Here's our weekly roundup of the new products CNET reviewers liked best.
2011 BMW 740i
Editors' rating: 4 out of 5
The good: The standard navigation system in the 2011 BMW 740i looks and works excellently. The Bluetooth phone system downloads contact lists and offers dial-by-name voice command. With the optional active suspension, the 740i handles like a sports car.
The bad: Cabin tech interfaces, most notably for points of interest and music selection, are not the most intuitive. BMW charges extra for little things such as iPod integration.
The bottom line: The 2011 BMW 740i proves that you don't need a V-8 in an executive sedan. It offers first-rate cabin electronics and driver assistance features, and preserves BMW's sports car reputation.
The good: The HTC Inspire 4G is affordably priced and boasts a large display. The Android 2.2 smartphone runs on AT&T's HSPA+ network and offers mobile hot-spot capabilities. New HTC Sense provides faster boot time and other enhancements. It also has an 8-megapixel camera that takes excellent photos.
The bad: The smartphone is rather large and heavy, and the battery cover is difficult to remove. We didn't experience great 4G speeds. AT&T blocks third-party apps. Lacks a front-facing camera.
The bottom line: Though dual-core smartphones are on the way, the HTC Inspire 4G stands as one of AT&T's best, high-end Android devices and is an incredible value.
The good: The Motorola Atrix 4G features a dual-core processor and a sharp qHD (quarter HD) display. The Android 2.2 smartphone has a sleek design and a 5-megapixel camera, a front-facing camera for video calls, and an HDMI port.
The bad: No 1080p HD video recording or playback at launch. You can't install non-Market third-party apps. We didn't experience great HSPA+ 4G data speeds.
The bottom line: The laptop dock is a decidedly cool (and pricey) feature, but the dual-core Motorola Atrix 4G has plenty to offer on its own. The smartphone packs speed and high-end features into a sleek package and earns its place at the top of AT&T's Android lineup.
The good: Optical viewfinder; articulated LCD; built-in neutral-density filter; very good photo quality for its class.
The bad: Shot-to-shot performance still a little sluggish; some annoying controls.

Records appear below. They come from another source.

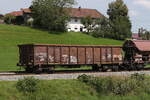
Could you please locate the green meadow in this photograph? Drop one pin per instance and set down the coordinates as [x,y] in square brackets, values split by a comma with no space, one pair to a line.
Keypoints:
[11,36]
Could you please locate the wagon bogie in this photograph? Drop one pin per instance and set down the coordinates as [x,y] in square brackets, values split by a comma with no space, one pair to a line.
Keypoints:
[71,55]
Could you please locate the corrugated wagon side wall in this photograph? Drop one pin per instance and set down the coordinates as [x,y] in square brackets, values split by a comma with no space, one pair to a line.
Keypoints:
[76,55]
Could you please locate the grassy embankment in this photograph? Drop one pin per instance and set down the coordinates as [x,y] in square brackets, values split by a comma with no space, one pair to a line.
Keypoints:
[11,36]
[68,90]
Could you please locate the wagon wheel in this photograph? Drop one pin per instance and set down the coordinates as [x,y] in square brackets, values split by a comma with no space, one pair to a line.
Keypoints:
[95,68]
[37,69]
[115,68]
[139,66]
[105,68]
[51,69]
[29,69]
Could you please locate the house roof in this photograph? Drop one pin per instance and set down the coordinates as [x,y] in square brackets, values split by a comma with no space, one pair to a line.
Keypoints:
[16,13]
[141,45]
[82,12]
[26,10]
[77,12]
[135,35]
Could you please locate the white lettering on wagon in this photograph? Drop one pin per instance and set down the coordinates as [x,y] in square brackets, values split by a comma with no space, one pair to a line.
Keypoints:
[40,56]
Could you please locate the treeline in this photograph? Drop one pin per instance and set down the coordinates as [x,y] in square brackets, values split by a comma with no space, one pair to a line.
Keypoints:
[116,26]
[53,15]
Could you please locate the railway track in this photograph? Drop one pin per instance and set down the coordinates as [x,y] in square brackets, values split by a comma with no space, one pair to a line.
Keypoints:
[14,75]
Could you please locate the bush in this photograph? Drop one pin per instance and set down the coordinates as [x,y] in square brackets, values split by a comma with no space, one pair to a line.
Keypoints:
[27,85]
[9,19]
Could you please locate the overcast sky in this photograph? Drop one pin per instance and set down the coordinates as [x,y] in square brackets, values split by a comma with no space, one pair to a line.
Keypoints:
[138,9]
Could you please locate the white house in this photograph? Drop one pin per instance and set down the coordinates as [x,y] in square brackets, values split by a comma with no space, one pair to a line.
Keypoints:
[77,14]
[74,24]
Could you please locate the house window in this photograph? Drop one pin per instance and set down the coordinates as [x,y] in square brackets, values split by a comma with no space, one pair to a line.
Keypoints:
[76,20]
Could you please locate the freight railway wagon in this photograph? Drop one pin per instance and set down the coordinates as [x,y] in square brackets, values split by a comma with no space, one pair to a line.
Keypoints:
[133,55]
[38,57]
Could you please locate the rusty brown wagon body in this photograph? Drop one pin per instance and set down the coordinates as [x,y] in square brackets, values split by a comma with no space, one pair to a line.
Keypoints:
[49,55]
[137,52]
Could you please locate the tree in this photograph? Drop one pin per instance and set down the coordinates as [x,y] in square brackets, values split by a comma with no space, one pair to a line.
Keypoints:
[118,15]
[144,34]
[51,14]
[103,28]
[88,22]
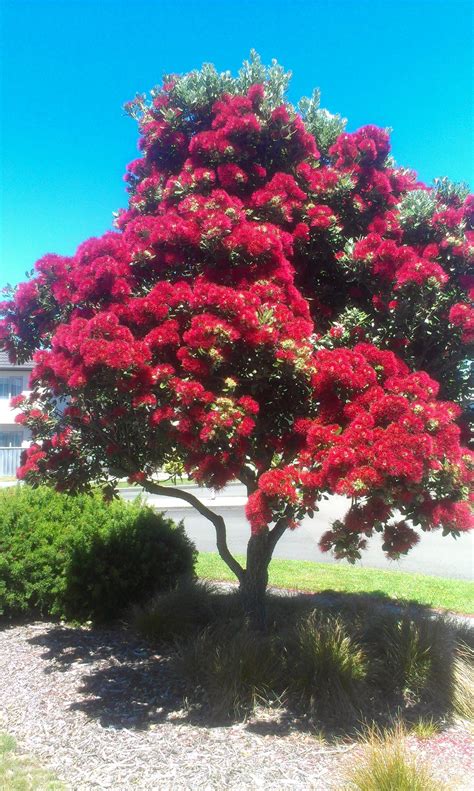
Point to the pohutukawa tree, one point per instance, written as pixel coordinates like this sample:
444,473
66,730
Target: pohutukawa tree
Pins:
271,308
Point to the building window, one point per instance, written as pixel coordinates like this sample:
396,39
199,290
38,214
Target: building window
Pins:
10,386
11,439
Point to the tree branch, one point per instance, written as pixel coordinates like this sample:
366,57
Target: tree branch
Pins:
276,533
216,519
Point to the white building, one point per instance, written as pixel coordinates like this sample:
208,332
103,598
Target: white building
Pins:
13,381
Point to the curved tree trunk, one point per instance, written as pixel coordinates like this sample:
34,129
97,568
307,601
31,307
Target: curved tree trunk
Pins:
253,580
253,584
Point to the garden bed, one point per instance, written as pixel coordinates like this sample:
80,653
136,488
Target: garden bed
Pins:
104,709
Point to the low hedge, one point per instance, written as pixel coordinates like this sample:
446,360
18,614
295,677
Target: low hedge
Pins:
80,558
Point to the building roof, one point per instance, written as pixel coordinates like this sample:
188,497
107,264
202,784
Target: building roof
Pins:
6,364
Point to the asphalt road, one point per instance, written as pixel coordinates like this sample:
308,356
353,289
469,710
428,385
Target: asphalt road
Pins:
435,554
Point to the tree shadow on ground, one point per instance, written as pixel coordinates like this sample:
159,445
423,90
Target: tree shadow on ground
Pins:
124,682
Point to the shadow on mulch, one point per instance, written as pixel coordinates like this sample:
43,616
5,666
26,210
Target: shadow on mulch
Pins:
123,682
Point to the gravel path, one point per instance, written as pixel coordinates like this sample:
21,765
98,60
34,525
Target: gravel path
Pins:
103,711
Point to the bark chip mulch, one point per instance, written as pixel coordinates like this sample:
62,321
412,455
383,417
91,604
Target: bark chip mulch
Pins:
102,710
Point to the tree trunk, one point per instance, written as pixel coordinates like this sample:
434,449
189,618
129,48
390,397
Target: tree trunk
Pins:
253,584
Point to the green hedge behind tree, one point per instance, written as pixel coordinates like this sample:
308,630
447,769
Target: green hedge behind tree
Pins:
81,558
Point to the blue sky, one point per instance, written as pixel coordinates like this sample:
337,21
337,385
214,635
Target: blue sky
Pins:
69,65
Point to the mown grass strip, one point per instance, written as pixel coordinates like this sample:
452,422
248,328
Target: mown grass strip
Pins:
436,592
18,773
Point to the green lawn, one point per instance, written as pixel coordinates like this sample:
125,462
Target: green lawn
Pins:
436,592
18,773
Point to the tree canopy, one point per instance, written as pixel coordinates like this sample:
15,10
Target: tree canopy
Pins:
280,304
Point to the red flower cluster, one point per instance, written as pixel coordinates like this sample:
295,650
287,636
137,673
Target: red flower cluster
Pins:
219,325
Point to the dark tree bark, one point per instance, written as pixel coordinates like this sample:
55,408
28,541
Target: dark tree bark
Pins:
253,580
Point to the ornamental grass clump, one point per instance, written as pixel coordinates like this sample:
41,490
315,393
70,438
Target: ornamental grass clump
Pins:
234,667
326,667
413,656
464,682
181,612
386,765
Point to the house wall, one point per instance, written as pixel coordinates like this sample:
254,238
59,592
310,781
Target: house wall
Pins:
13,436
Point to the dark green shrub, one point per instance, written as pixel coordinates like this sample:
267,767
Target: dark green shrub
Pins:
81,558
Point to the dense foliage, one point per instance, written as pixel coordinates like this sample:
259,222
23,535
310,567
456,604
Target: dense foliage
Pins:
272,307
82,558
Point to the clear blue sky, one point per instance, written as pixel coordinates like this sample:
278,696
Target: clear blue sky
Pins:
69,65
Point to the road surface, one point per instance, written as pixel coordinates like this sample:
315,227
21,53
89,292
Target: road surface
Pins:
435,554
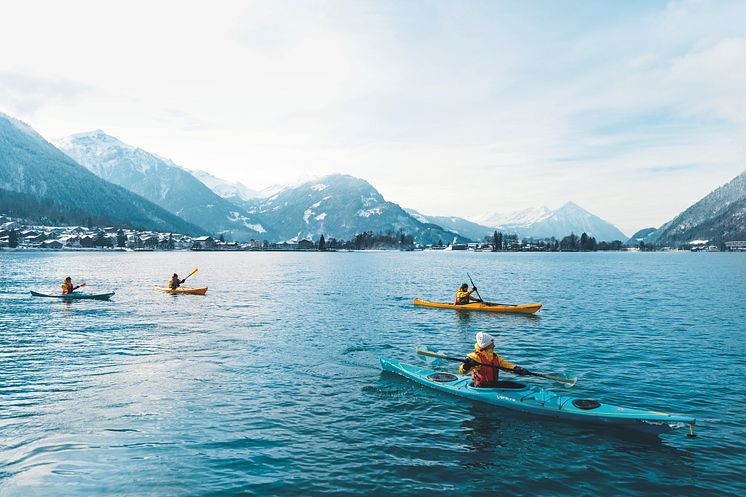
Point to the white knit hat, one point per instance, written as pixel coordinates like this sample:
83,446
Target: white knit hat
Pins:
484,340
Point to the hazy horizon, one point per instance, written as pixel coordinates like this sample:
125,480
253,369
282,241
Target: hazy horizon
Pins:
634,111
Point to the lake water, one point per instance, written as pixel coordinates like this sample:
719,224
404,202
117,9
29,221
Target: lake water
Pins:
270,384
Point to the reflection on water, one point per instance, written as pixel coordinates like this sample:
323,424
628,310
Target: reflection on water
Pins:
270,384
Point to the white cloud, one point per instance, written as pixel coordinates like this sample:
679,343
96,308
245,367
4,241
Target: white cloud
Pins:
452,108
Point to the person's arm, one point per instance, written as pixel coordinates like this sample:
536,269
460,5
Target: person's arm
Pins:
512,367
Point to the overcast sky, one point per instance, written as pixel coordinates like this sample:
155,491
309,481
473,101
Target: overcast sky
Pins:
634,110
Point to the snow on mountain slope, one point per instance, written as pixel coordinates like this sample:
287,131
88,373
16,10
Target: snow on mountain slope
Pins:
162,182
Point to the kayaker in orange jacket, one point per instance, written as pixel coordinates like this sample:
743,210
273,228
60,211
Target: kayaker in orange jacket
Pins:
484,353
175,282
67,286
463,295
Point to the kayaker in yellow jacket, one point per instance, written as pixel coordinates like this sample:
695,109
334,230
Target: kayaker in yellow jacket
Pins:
68,287
484,353
175,282
463,295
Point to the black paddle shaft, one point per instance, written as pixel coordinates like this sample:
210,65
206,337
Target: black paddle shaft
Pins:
458,359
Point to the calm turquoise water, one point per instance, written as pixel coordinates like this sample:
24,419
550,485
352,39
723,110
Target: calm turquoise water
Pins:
270,384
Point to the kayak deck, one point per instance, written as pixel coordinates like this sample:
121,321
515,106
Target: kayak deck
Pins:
482,306
183,290
75,296
536,400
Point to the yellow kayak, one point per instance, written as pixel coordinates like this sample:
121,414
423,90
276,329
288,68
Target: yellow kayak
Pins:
183,289
482,306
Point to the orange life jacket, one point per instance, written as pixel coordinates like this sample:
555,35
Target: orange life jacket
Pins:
462,297
486,377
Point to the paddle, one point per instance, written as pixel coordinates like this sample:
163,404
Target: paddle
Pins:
193,272
566,381
480,297
474,287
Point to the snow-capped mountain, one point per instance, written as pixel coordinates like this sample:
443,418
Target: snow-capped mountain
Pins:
162,182
719,216
229,190
459,225
340,206
524,217
50,183
542,222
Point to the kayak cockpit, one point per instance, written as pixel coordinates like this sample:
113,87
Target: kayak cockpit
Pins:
500,385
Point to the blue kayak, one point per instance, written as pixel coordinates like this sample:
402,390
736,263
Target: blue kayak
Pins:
75,296
536,400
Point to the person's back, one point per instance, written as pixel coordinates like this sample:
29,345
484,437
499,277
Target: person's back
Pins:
175,282
463,295
67,286
484,364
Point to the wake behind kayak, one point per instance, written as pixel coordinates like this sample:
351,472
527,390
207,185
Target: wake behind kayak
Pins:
533,399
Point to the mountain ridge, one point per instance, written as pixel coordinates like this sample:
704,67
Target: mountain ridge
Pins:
161,181
32,166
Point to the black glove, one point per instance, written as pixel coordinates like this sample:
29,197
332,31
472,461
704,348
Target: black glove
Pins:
470,363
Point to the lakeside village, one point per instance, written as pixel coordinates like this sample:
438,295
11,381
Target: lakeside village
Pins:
16,234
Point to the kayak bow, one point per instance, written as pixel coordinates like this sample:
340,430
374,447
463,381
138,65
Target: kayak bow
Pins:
533,399
482,306
75,296
183,290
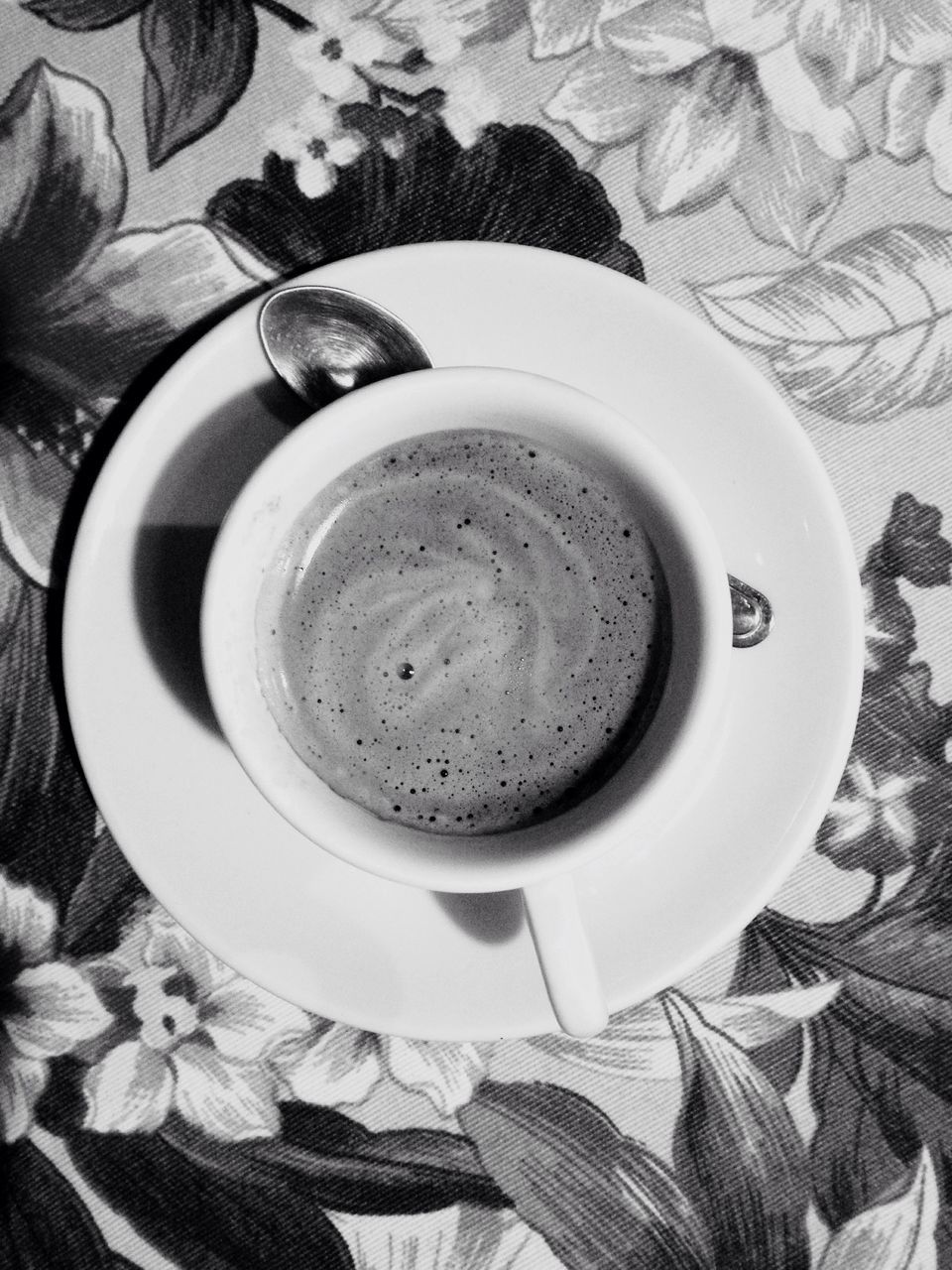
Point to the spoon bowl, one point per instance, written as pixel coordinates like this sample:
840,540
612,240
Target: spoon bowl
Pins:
325,341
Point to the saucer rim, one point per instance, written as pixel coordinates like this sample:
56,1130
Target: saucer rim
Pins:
421,255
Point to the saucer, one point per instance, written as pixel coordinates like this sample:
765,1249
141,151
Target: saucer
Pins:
377,953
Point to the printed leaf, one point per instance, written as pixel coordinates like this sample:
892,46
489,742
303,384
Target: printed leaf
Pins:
44,1223
45,806
198,62
896,1234
760,969
881,1082
640,1043
100,902
860,335
737,1151
347,1167
82,14
864,1138
198,1215
598,1198
911,545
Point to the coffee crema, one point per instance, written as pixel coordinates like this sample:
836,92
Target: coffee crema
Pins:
465,633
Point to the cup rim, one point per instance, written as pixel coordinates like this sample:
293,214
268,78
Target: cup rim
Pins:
357,426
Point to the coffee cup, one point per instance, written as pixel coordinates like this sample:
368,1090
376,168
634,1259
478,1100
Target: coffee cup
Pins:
467,629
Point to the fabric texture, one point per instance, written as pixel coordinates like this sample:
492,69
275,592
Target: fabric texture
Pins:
780,168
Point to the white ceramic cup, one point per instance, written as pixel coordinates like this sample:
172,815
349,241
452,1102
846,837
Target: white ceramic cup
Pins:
647,790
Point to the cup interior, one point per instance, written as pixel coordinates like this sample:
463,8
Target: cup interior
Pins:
667,758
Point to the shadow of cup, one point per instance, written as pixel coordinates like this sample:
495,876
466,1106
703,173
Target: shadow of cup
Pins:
189,499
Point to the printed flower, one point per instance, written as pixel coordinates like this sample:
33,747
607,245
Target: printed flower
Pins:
335,54
919,118
198,60
463,1237
888,625
912,547
317,144
416,183
443,28
844,42
338,1065
873,824
468,104
194,1039
48,1007
715,99
84,307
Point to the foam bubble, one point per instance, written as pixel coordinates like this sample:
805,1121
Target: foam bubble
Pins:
470,633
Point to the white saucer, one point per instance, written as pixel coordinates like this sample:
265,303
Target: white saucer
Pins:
373,952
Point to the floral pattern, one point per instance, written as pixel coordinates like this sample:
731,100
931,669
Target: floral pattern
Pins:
49,1006
783,168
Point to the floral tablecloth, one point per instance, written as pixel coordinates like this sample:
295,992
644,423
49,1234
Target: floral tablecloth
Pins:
783,169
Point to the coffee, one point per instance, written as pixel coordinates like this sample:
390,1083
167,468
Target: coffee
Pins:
465,633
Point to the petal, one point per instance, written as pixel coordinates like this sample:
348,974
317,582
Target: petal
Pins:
340,1067
862,778
58,1010
345,149
245,1021
82,14
128,1091
366,44
797,103
227,1100
751,26
901,825
462,1237
920,32
938,136
171,944
685,153
33,489
27,922
784,185
561,27
842,44
660,37
851,821
461,22
315,177
145,289
335,79
911,96
63,186
604,100
447,1074
22,1080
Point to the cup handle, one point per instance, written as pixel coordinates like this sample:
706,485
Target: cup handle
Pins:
565,955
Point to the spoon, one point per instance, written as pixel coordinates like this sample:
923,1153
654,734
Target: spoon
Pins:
324,341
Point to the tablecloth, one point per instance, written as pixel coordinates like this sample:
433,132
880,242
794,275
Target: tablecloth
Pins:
782,168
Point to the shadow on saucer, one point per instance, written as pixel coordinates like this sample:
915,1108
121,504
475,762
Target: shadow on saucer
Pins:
175,543
490,917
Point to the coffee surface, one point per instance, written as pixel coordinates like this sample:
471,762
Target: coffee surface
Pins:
465,633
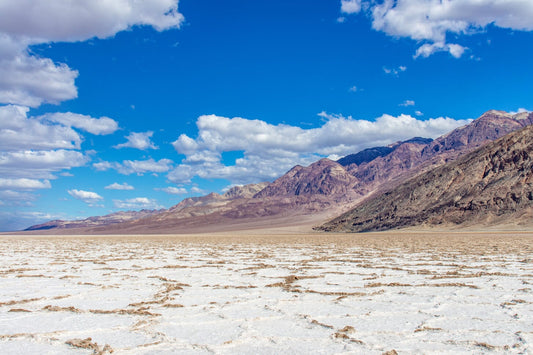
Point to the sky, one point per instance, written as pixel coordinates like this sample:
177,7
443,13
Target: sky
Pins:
116,105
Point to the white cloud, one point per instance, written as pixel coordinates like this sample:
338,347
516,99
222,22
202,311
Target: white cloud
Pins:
29,80
67,21
18,131
98,126
140,140
88,197
270,150
520,110
39,164
173,190
407,103
103,166
137,203
394,71
428,49
197,190
350,6
139,167
117,186
431,21
24,184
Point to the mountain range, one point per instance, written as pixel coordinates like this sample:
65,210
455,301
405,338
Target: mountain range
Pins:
356,188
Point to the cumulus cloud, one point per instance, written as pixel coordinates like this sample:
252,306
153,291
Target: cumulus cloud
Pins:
39,164
138,167
137,203
408,103
117,186
394,71
18,131
88,197
24,184
140,140
98,126
270,150
350,6
29,80
431,20
173,190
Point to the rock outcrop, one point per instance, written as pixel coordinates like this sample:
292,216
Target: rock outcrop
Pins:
489,186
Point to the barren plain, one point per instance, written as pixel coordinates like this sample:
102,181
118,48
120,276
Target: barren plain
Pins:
412,292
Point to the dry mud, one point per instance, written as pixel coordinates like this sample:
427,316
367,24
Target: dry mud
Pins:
301,293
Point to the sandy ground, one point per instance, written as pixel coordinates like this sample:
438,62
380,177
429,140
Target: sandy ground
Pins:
267,293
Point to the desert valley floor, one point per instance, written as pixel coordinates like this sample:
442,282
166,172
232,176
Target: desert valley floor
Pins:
298,293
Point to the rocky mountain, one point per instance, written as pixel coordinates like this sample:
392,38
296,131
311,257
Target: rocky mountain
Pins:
492,185
322,190
325,177
490,126
369,154
113,218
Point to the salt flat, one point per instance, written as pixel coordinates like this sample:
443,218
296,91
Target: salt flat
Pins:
249,294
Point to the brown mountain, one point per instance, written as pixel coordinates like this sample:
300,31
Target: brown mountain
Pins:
325,188
492,185
113,218
325,177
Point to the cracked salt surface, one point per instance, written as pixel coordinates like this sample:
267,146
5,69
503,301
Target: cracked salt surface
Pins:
330,294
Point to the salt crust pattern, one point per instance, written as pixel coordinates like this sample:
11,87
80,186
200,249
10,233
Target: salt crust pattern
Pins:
267,294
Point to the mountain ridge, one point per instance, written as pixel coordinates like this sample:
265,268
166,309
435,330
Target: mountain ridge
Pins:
492,185
325,187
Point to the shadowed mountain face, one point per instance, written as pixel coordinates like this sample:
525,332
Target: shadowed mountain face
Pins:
490,186
369,154
323,188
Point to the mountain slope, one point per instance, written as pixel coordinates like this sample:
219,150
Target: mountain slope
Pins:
490,186
323,189
113,218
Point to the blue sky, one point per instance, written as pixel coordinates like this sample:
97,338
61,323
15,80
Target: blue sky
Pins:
117,105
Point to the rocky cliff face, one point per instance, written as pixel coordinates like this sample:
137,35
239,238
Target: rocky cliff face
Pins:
325,177
489,186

The bottom line: Relatively unchanged from its predecessor, save the addition of 720p video, the Canon PowerShot G12 remains a very good, more-or-less compact model, designed to please photo enthusiasts.
The good: Budget-priced Netbook with solid construction; excellent battery life; comfortable keyboard.
The bad: Lacks HDMI; single-core Atom CPU; narrow touch pad; limited customization; ultimately, still a plain old single-core Netbook.
The bottom line: If you're looking for a budget-level Netbook with a long battery life, the HP Mini 1103 offers a very affordable package compared with other HP Netbooks. Just be forewarned: there isn't anything here you haven't seen before.
The good: Responsive touch-screen interface with no glare or contrast issues; high-contrast 7-inch E-Ink Pearl display; both Wi-Fi and 3G wireless connectivity; zippier performance than its predecessor; integration with Sony e-book store; good battery life (up to 22 days); supports EPUB e-book standard, which enables e-book downloads from libraries and other third parties; audio capabilities; SD and Memory Stick Duo memory expansion slots; charges via Micro-USB port.
The bad: Expensive compared with the competition; Sony online store isn't as robust as Amazon's; Sony Reader app not available on many other platforms; no protective cover included.
The bottom line: Sony's flagship e-reader, the Daily Edition PRS-950, is a capable, well-designed e-reader that offers both Wi-Fi and 3G connectivity--but at $300, it's too expensive.